As for Methuselah, his 969 years were too many for him. He either died of apoplexy from the accumulation of years and ideas— or if he lived so long, he was drowned in the flood; but in any event, whether he lived at all, or not, or was only a period, he and the period are both dead now, which is satisfactory, and the moral is, that we must all die sooner or later, which is conclusive.

"The Failure of Primeval Society" our author regards as simply "the crude abortions of immature nature in its first essays." "The Deluge" has undoubtedly some foundation in fact, although the biblical account of it is puerile.

As for "the Dispersion," that, too, has some color of truth, inasmuch as Ethnology traces back the historic races to the alleged locality.

We have, then, "Jehovah and Abraham, a Hebrew Idyl,"

from the text, "And the Lord appeared unto Abraham in the plain of Mamre," with the story of the promise to Sarah, and the conversation concerning Sodom, upon which our author remarks"The whole narrative, dinner and conversation included, is exceptional, a visible, palpable appearance of God to man is rare in Hebrew tradition, *** but here is a God who is not only seen and heard, but touched, who not only walks and talks, but eats." This is more than the author can endure. Notwithstanding man is divine and God is human (page 41) the fact of eating destroys the illusion. Such vulgar occupation becomes neither a Jehovah, nor a Christ, after his resurrection.

"The Heritage of the Inner Life" is the poetic title of the final chapter which concerns the meditative character of the patriarch Isaac. It seems the patriarch did not know his letters. He went out in the evening to meditate-" writing had not been invented. If the patriarch experienced intuitions, or formed conclusions, there was no opportunity of recording them, and so they are lost to posterity." We would suggest to Dr. Hedge, that Isaac's grand ancestors beyond the river were possibly familiar with the record of certain events which occurred some four hundred years before Abraham came into the land of Canaan, and which were inscribed upon memorial cylinders in Hamitic arrow headed characters, preserved in the Temple of the Moon, in this same Ur, or Hur of Lower Chaldea, from whence Abraham emigrated. Furthermore, that Abraham sojourned some years in Egypt, and that the Egyptian Book of the Dead antedates, or is at least as old as the time of his visit there. It is also a new idea to us, that the Phenician or Semitic alphabet is younger than either the Assyrian or Egyptian-so that if the patriarch Abraham neglected either his own or his son's education, we think him quite culpable.

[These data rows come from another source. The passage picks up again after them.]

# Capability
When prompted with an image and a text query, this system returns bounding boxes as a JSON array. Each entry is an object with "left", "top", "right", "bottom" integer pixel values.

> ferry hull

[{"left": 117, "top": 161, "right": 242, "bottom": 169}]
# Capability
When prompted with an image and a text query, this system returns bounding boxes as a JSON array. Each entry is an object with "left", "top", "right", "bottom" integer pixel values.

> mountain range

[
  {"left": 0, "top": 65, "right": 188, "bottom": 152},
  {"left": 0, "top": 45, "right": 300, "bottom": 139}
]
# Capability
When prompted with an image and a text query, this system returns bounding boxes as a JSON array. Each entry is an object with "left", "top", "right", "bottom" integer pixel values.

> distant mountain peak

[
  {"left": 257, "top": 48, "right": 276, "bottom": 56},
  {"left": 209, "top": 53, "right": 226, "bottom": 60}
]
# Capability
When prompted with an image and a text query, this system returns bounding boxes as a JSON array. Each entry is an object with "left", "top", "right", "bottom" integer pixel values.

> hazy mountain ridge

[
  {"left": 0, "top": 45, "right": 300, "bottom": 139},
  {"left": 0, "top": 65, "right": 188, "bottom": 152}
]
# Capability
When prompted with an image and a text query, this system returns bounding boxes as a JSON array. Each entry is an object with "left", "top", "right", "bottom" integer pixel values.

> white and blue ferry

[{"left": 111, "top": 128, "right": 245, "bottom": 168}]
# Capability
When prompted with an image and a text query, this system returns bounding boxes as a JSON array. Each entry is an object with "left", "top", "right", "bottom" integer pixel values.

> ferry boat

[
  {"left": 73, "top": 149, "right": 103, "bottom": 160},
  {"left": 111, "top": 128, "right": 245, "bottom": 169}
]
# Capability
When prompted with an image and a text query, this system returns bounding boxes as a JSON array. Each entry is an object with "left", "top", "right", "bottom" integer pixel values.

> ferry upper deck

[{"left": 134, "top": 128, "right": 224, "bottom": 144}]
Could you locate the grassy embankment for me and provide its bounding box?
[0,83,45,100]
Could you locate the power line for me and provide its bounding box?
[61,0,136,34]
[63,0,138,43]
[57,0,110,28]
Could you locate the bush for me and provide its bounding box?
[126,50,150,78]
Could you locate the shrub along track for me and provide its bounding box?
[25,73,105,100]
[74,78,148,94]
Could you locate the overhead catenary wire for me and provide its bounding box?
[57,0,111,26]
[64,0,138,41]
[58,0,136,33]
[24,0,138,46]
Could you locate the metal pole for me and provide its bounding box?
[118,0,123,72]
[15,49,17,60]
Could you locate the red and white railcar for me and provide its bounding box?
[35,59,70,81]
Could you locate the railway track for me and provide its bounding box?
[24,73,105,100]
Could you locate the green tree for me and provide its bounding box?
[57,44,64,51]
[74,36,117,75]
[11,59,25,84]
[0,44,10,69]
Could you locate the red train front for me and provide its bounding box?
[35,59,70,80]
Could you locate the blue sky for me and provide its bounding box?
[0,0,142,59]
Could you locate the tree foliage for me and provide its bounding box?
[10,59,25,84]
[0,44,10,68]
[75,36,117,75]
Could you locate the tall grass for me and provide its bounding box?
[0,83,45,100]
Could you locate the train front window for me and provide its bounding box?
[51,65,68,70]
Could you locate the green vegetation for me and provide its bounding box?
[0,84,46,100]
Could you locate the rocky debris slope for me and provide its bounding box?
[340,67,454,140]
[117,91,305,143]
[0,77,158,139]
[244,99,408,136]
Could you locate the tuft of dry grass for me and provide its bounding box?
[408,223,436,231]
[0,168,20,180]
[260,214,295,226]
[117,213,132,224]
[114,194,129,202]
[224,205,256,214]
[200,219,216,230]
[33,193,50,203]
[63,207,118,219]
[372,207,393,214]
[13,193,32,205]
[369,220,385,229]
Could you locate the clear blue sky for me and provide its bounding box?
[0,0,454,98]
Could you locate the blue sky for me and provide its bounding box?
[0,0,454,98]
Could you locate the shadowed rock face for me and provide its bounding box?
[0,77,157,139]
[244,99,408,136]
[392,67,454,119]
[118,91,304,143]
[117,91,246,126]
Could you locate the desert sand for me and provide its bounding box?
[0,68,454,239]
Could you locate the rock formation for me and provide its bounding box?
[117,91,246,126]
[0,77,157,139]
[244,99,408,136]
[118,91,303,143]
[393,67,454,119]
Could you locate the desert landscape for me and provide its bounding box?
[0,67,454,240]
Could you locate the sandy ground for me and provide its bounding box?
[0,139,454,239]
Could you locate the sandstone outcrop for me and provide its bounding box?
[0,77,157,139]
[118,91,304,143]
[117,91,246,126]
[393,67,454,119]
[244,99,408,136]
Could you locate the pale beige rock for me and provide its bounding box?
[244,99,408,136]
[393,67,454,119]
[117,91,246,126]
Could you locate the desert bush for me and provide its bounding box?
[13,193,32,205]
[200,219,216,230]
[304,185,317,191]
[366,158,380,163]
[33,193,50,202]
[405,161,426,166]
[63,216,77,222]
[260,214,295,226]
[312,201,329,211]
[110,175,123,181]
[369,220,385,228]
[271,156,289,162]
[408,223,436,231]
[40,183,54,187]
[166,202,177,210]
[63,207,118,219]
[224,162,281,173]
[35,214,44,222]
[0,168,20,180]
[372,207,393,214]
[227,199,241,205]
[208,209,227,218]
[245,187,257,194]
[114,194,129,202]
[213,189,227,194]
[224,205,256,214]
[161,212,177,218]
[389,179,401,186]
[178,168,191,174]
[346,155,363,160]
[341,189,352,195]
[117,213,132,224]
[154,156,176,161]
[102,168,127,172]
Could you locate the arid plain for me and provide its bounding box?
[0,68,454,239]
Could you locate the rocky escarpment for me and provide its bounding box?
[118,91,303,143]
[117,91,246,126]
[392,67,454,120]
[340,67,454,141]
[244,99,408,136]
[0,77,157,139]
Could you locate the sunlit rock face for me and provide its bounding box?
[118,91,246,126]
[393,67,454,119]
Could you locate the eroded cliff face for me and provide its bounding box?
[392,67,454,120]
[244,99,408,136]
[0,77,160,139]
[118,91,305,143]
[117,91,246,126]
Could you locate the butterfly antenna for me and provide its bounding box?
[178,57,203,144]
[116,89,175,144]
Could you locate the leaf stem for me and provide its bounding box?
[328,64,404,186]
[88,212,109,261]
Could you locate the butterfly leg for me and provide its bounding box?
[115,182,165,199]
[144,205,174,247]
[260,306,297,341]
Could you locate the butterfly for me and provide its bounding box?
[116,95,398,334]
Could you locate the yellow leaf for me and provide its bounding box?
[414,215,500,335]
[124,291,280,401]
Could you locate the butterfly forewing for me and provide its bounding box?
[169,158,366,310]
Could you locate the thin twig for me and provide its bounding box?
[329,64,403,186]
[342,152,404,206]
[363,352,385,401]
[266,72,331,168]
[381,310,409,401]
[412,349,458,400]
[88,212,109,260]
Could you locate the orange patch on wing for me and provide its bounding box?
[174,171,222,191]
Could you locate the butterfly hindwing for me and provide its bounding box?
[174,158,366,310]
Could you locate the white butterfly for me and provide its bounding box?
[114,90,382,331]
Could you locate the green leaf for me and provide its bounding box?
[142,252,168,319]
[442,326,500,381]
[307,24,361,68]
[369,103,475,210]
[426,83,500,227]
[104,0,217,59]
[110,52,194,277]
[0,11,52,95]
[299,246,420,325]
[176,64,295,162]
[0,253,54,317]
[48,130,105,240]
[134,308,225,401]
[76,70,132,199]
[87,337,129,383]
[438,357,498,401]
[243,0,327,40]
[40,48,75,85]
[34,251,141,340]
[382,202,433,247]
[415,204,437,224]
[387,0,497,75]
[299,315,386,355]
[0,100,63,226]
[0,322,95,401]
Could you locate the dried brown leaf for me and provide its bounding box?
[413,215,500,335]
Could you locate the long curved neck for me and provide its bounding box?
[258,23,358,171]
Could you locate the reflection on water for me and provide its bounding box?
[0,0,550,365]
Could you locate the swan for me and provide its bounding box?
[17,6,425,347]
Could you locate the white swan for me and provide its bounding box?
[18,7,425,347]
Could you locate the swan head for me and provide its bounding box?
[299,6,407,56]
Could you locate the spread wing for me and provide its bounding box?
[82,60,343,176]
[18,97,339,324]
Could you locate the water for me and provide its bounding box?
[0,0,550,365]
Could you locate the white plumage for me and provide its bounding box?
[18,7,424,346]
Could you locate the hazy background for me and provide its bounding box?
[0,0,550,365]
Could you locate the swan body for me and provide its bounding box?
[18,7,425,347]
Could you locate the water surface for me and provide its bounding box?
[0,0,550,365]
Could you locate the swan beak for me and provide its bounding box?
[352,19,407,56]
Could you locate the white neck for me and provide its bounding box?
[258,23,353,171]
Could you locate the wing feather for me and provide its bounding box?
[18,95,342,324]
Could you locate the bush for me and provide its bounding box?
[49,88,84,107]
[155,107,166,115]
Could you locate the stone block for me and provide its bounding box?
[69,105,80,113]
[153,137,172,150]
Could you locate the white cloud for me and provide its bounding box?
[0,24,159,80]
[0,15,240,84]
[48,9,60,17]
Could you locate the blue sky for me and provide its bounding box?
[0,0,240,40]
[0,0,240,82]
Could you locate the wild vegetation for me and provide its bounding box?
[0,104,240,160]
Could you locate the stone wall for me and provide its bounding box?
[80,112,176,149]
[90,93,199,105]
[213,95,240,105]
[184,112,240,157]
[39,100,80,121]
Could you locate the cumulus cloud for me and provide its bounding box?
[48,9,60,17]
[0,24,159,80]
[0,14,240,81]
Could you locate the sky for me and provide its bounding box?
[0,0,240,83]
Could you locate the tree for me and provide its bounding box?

But this is not the point of the chapter. It is the tendency to inwardness of the Hebrews, as derived from father Isaac, which strikes the mind of the author. Their outwardness they get from father Jacob. This inwardness flowered outward from time to time in their history, "from Joshua to John the Baptist-in Jesusin John of the Apocalypse-in Maimonides, and in Spinoza "—and our Christianity "is a birth from the interior spiritual life so characteristic of the Hebrew race," from Confucius to Tam O'Shanter.

We have endeavored to skin the cream of these chapters. If our readers desire the milk of the word, let them read the book.